L'Inquisition, sous la houlette de Torquemada, se caractérisa par son manque de pitié et sa brutalité. La dénonciation anonyme était une pratique courante. Cependant (selon l'historien Stephen Haliczer)[23], les tribunaux de l'Inquisition étaient plus cléments et moins brutaux que les tribunaux laïcs en Espagne et en Europe pendant la Renaissance. Par exemple, l'utilisation de la torture était une pratique très marginale (2 % dans la région de Valence) et elle ne pouvait durer plus de quinze minutes[24]. Les « formes » étaient cependant respectées - même si aujourd'hui ces subtilités peuvent nous apparaître hypocrites ou simplement absurdes : l'Église n'ayant pas le droit de verser le sang, ou de créer un dommage permanent au corps (broyage de membres ou mutilations)[23], des tortures « adaptées » étaient employées lors de la Question destinée à extorquer des aveux aux suspects (par exemple, le supplice de l'eau) ; de la même manière, l'Église n'avait pas formellement le droit de donner la mort et les personnes condamnées pour les crimes d'hérésie jugés les plus graves (notamment les relaps) étaient remises au « bras séculier » (l'autorité civile) pour être exécutées par le feu ou par d'autres méthodes (pendaison…).

Craignant pour sa vie, et également pour impressionner et intimider, Torquemada se déplaçait en compagnie d'une escorte de 40 cavaliers et 200 soldats à pied[25].

Le caractère sommaire des jugements rendus par les tribunaux inquisitoriaux espagnols, la brutalité des méthodes employées choquèrent en Espagne comme à l'extérieur du royaume.

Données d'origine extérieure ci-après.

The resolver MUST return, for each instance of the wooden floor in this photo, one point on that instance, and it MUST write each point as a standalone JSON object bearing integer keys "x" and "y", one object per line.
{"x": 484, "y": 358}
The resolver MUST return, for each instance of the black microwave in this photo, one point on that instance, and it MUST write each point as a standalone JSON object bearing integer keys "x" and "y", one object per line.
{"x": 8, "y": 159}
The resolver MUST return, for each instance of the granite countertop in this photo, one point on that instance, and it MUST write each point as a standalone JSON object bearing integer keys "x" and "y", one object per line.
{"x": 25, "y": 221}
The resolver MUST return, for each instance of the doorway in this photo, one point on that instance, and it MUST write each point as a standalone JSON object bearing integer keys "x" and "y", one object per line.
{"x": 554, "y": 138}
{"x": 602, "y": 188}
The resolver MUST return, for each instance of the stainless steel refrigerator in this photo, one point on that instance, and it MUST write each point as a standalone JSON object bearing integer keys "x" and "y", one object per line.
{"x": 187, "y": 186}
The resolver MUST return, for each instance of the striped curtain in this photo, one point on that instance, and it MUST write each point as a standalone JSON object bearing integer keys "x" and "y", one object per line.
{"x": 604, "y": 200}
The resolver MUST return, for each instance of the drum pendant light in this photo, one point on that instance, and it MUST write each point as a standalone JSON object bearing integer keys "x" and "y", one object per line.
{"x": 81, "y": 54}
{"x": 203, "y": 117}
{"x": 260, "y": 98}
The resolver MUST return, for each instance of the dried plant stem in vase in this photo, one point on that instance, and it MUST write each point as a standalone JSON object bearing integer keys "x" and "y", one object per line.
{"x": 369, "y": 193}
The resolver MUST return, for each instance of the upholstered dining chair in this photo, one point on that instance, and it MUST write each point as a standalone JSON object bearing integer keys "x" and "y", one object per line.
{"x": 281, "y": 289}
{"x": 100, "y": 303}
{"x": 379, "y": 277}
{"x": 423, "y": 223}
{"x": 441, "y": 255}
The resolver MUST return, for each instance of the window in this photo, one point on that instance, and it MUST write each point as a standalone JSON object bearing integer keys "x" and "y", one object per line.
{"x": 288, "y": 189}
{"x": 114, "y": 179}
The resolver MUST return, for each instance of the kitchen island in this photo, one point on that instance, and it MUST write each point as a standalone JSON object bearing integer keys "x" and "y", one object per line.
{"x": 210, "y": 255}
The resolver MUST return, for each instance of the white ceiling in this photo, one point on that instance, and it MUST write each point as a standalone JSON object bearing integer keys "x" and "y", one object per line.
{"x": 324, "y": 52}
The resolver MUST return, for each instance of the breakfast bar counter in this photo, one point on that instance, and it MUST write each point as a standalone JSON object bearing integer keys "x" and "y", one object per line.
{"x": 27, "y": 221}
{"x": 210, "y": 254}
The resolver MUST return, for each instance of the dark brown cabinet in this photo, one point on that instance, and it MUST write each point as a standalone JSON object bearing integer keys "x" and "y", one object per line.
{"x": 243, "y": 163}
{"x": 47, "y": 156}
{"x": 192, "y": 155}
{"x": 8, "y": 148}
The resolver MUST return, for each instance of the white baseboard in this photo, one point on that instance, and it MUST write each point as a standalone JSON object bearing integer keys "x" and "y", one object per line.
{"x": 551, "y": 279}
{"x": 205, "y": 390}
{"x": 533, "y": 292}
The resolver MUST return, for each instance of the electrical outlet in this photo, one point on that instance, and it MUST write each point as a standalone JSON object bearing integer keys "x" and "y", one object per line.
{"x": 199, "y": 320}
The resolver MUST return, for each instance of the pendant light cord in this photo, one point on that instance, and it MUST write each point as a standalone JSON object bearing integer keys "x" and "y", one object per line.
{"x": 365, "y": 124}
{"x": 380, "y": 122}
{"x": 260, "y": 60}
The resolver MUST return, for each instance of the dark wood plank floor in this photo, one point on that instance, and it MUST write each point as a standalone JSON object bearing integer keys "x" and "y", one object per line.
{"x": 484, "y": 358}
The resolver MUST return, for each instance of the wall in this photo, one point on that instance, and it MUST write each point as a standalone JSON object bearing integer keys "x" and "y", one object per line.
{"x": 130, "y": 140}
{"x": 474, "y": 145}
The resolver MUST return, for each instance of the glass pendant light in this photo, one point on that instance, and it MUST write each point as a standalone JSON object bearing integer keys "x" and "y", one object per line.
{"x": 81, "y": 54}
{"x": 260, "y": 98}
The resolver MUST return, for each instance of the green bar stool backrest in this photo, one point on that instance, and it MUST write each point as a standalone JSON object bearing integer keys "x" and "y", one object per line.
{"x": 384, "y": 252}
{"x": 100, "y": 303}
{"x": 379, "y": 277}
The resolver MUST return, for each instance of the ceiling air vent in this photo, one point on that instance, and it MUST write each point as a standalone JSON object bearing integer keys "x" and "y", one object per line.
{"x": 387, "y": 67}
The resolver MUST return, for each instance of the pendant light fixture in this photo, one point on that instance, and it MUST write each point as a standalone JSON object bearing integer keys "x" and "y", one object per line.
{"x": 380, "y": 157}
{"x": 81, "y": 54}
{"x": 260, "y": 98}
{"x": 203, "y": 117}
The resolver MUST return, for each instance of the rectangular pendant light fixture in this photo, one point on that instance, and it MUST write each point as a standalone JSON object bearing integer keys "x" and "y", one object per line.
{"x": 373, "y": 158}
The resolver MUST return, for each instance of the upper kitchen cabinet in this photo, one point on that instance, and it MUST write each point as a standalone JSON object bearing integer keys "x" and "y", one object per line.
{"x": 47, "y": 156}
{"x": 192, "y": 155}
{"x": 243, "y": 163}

Ainsi, le pape Sixte IV lui-même, pourtant connu pour sa grande sévérité à l'égard des Juifs[26],[27], dès 1481, écrivit « pour se plaindre de la trop grande rigueur des inquisiteurs de Séville »[28] :

« Sans tenir compte des prescriptions juridiques, ils ont emprisonné nombre de personnes en violation des règles de justice, leur infligeant des tortures sévères et leur imputant, sans le moindre fondement, le crime d'hérésie, confisquant leurs biens à ceux qu'ils condamnaient à mort, si bien que pour fuir une telle rigueur un grand nombre d'entre eux se sont réfugiés auprès du Siège Apostolique, en protestant de leur orthodoxie. »

Rome recevait un flot constant de demandes de réhabilitation émanant de personnes condamnées par les tribunaux inquisitoriaux espagnols ou de leurs familles, et, par trois fois, Torquemada dut envoyer un émissaire auprès du Saint-Siège pour se justifier sur ses pratiques[29].

Guerre contre les musulmans et persécution des Juifs

La Reconquista

La capitulation de Grenade, par Francisco Padilla : Boabdil devant Ferdinand et Isabelle.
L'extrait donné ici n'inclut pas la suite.